Personal information
- Born: 5 May 1988 (age 38) Suwałki, Poland

Chess career
- Country: Poland
- Title: Woman International Master (2008)
- Peak rating: 2206 (April 2006)

= Magdalena Kozak (chess player) =

Polish chess player (born 1988)

Magdalena Kozak (born 5 May 1988) is a Polish Woman International Master (2008).

== Chess career ==
Magdalena Kozak is a three-time medalist of the individual Polish Youth Chess Championships in classical chess: twice silver (Krynica-Zdrój 2003, U16 girls age group and Łeba 2006, U18 girls age group) and bronze (Kołobrzeg 2000, U12 girls age group). In 2005 (in Suwałki) and 2006 (in Trzebinia) she appeared in the final tournaments of Polish Women's Chess Championship, finishing in 9th place and 8th place respectively. In 2007, in Mielno, she won the bronze medal of the Polish Women's Blitz Chess Championship. She is also a two-time medalist of the Polish Team Blitz Chess Championships: silver (Polanica-Zdrój, 2005) and bronze (Bydgoszcz, 2009). Magdalena Kozak four time participated in Polish Team Chess Championship with chess club KSz Juvena Hańcza Suwałki (2004-2005, 2007–2008). In 2010, in Wrocław she won team bronze and individual silver medals with chess club LKSz Drakon Lublin in Polish Women's Team Chess Championship.
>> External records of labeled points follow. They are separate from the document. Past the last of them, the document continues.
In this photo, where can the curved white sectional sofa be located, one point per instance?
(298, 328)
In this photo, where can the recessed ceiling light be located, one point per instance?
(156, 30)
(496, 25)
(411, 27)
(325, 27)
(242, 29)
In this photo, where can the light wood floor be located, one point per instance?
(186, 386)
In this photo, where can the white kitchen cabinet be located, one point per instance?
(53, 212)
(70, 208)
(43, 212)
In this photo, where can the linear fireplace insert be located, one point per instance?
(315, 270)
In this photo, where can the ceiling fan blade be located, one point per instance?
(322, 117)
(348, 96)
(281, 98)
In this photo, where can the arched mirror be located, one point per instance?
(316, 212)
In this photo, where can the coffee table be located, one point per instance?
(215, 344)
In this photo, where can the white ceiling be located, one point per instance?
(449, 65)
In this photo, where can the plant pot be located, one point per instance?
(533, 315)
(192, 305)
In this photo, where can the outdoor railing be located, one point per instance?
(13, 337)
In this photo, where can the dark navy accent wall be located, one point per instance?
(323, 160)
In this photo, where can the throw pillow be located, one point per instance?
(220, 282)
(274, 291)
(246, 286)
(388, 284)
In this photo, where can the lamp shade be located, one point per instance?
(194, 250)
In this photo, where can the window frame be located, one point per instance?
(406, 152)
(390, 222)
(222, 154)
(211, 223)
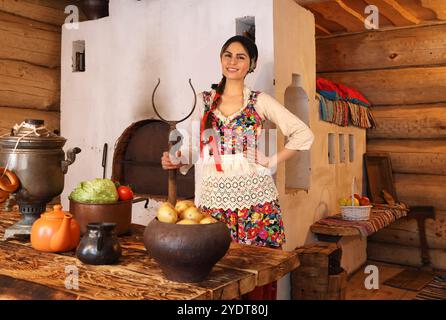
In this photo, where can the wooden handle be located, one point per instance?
(172, 187)
(9, 182)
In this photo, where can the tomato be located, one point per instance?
(125, 193)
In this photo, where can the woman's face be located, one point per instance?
(235, 62)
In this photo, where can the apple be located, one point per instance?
(187, 221)
(364, 201)
(167, 214)
(182, 205)
(344, 202)
(208, 220)
(192, 213)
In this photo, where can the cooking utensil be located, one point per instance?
(172, 178)
(104, 159)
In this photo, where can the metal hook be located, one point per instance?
(175, 122)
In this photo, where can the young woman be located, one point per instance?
(235, 183)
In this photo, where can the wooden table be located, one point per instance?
(28, 274)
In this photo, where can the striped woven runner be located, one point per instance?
(380, 217)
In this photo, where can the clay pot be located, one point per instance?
(119, 212)
(55, 231)
(186, 253)
(99, 245)
(94, 9)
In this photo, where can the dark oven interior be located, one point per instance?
(137, 161)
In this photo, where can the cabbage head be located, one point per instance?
(95, 191)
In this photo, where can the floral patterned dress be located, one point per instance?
(243, 195)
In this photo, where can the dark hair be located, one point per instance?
(253, 53)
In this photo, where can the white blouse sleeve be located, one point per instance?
(191, 135)
(300, 137)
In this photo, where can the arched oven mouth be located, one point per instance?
(137, 161)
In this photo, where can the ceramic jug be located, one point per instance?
(100, 244)
(55, 231)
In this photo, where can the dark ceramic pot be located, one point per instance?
(94, 9)
(186, 253)
(99, 245)
(119, 212)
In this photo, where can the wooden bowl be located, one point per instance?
(186, 253)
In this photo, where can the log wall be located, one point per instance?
(30, 42)
(403, 73)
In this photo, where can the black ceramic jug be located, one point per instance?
(99, 245)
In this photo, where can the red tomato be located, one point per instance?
(125, 193)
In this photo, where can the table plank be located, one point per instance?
(136, 275)
(268, 264)
(95, 282)
(15, 289)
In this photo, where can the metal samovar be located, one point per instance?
(36, 156)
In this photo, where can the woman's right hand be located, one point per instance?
(167, 164)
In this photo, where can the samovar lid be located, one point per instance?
(31, 134)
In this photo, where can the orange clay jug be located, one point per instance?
(55, 231)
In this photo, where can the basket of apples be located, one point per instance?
(355, 208)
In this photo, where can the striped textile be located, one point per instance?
(436, 290)
(380, 217)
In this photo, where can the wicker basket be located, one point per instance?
(355, 213)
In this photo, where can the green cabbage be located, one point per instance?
(95, 191)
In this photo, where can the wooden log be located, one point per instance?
(396, 86)
(413, 156)
(47, 11)
(404, 255)
(338, 11)
(11, 116)
(409, 122)
(22, 40)
(405, 232)
(28, 86)
(421, 190)
(396, 13)
(417, 46)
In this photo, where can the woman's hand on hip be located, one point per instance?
(166, 162)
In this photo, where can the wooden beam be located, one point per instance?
(438, 6)
(405, 232)
(10, 116)
(337, 11)
(396, 86)
(24, 85)
(393, 11)
(421, 190)
(404, 255)
(386, 49)
(409, 122)
(21, 40)
(47, 11)
(407, 145)
(322, 29)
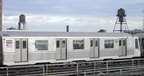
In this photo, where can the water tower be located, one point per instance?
(21, 22)
(121, 20)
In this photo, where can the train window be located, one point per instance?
(124, 42)
(8, 43)
(41, 44)
(136, 43)
(78, 44)
(91, 43)
(57, 44)
(63, 43)
(17, 44)
(109, 43)
(96, 43)
(119, 42)
(24, 44)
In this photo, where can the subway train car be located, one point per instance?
(141, 40)
(29, 47)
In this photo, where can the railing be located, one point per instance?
(78, 68)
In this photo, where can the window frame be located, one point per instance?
(40, 44)
(107, 44)
(78, 42)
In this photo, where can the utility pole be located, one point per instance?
(0, 15)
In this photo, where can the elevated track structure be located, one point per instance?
(108, 67)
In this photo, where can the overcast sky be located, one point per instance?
(80, 15)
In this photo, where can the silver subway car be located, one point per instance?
(25, 47)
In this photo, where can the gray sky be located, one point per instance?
(80, 15)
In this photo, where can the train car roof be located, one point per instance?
(60, 34)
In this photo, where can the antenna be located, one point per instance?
(143, 20)
(22, 21)
(121, 20)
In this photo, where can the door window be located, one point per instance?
(17, 44)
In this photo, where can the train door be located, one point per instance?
(61, 49)
(122, 47)
(21, 50)
(94, 48)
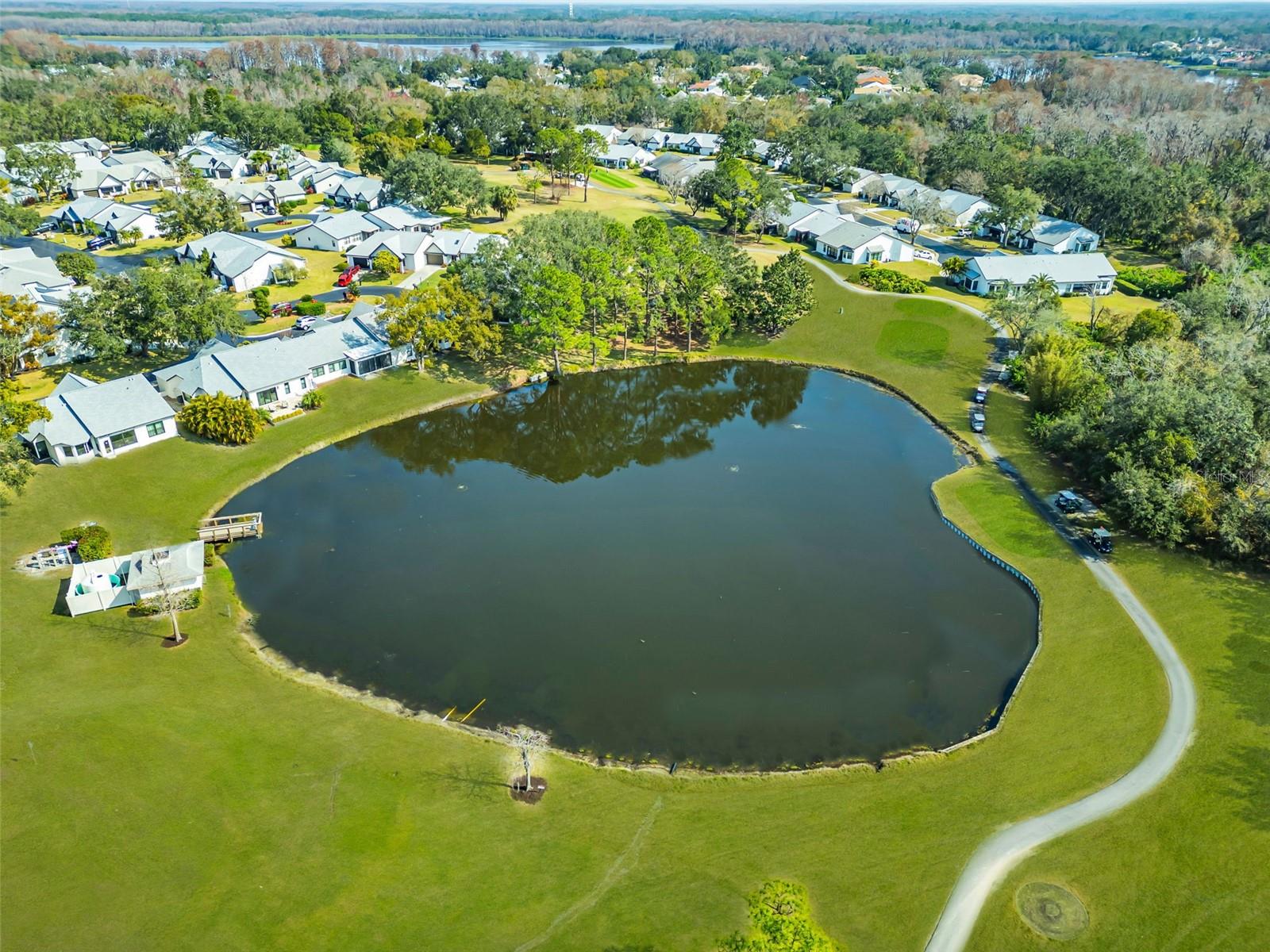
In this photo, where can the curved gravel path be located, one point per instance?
(1005, 850)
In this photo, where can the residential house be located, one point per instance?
(116, 582)
(276, 374)
(337, 232)
(962, 207)
(216, 165)
(610, 133)
(702, 144)
(359, 192)
(1071, 273)
(403, 217)
(238, 262)
(1054, 236)
(417, 251)
(852, 243)
(90, 419)
(260, 197)
(25, 274)
(625, 156)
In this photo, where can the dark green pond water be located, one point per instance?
(725, 564)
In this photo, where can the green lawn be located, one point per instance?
(197, 799)
(920, 344)
(614, 179)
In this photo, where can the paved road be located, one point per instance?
(107, 264)
(1001, 852)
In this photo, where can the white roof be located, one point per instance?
(1064, 270)
(82, 408)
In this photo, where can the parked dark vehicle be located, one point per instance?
(1100, 539)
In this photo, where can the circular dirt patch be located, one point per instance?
(533, 795)
(1052, 911)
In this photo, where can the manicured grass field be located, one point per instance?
(613, 179)
(196, 799)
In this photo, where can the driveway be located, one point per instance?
(107, 264)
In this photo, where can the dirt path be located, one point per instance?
(622, 865)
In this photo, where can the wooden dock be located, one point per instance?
(229, 528)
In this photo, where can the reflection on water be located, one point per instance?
(733, 564)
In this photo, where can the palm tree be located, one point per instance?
(954, 268)
(1041, 287)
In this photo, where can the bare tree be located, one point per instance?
(527, 742)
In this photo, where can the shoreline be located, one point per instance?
(971, 457)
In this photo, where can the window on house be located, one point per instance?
(125, 438)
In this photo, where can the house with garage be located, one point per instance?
(131, 220)
(962, 207)
(276, 374)
(337, 232)
(260, 197)
(1085, 273)
(360, 190)
(702, 144)
(610, 133)
(238, 262)
(852, 243)
(403, 217)
(1054, 236)
(417, 251)
(23, 274)
(625, 156)
(89, 419)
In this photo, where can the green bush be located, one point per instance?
(888, 279)
(1155, 282)
(221, 418)
(186, 602)
(313, 400)
(94, 541)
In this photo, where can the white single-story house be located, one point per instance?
(610, 133)
(852, 243)
(116, 582)
(625, 156)
(276, 374)
(416, 251)
(337, 232)
(702, 144)
(1071, 273)
(241, 263)
(25, 274)
(361, 190)
(963, 207)
(129, 217)
(403, 217)
(1054, 236)
(216, 165)
(99, 419)
(260, 197)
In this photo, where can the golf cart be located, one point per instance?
(1068, 501)
(1100, 539)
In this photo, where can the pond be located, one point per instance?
(721, 564)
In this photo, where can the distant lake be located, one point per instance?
(733, 564)
(543, 48)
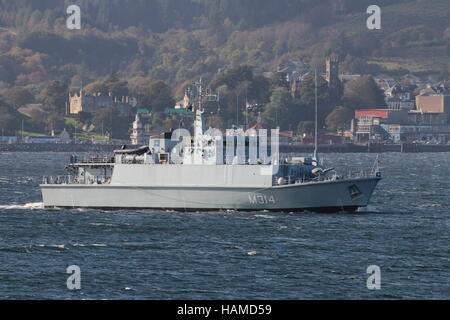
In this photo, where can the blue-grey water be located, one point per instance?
(227, 255)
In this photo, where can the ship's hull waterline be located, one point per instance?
(328, 196)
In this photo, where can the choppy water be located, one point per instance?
(166, 255)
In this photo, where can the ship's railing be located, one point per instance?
(331, 176)
(92, 160)
(67, 180)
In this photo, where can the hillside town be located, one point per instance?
(415, 110)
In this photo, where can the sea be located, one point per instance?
(404, 235)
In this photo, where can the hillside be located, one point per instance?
(134, 43)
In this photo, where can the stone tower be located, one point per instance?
(333, 70)
(334, 83)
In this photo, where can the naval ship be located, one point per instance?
(208, 172)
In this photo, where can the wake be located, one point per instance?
(27, 206)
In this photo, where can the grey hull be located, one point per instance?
(329, 196)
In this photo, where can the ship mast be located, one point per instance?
(316, 118)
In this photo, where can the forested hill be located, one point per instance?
(175, 40)
(129, 44)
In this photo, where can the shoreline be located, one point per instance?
(292, 148)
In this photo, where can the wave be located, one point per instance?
(27, 206)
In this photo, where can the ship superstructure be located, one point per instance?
(238, 170)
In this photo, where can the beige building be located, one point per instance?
(434, 103)
(81, 102)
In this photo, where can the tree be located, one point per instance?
(278, 113)
(339, 118)
(306, 127)
(279, 80)
(8, 122)
(158, 96)
(55, 95)
(17, 97)
(363, 93)
(233, 77)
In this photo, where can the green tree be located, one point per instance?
(278, 112)
(158, 96)
(363, 93)
(339, 118)
(325, 100)
(55, 95)
(306, 127)
(18, 97)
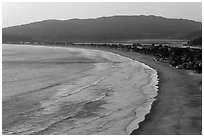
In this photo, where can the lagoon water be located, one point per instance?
(55, 90)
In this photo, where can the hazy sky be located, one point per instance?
(22, 13)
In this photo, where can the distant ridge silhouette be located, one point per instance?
(103, 29)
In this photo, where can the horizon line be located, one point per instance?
(119, 15)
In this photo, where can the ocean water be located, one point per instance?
(50, 90)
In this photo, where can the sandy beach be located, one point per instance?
(178, 108)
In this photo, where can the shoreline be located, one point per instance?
(178, 106)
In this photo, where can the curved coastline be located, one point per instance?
(171, 113)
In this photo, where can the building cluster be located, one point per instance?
(179, 57)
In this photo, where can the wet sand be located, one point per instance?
(178, 108)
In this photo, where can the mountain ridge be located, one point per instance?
(103, 28)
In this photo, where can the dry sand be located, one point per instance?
(178, 109)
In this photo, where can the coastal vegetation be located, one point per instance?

Magdalena Kozak fulfilled the standards for the title of Woman International Master (WIM) in 2005 (at the Polish Women's Chess Championship in Suwałki), 2006 (at Cappelle-la-Grande) and 2007 (at Polish Team Chess Championship in Ustroń).

Magdalena Kozak reached the highest rating in her career on April 1, 2006, with a score of 2206 points, she was ranked 18th among Polish female chess players.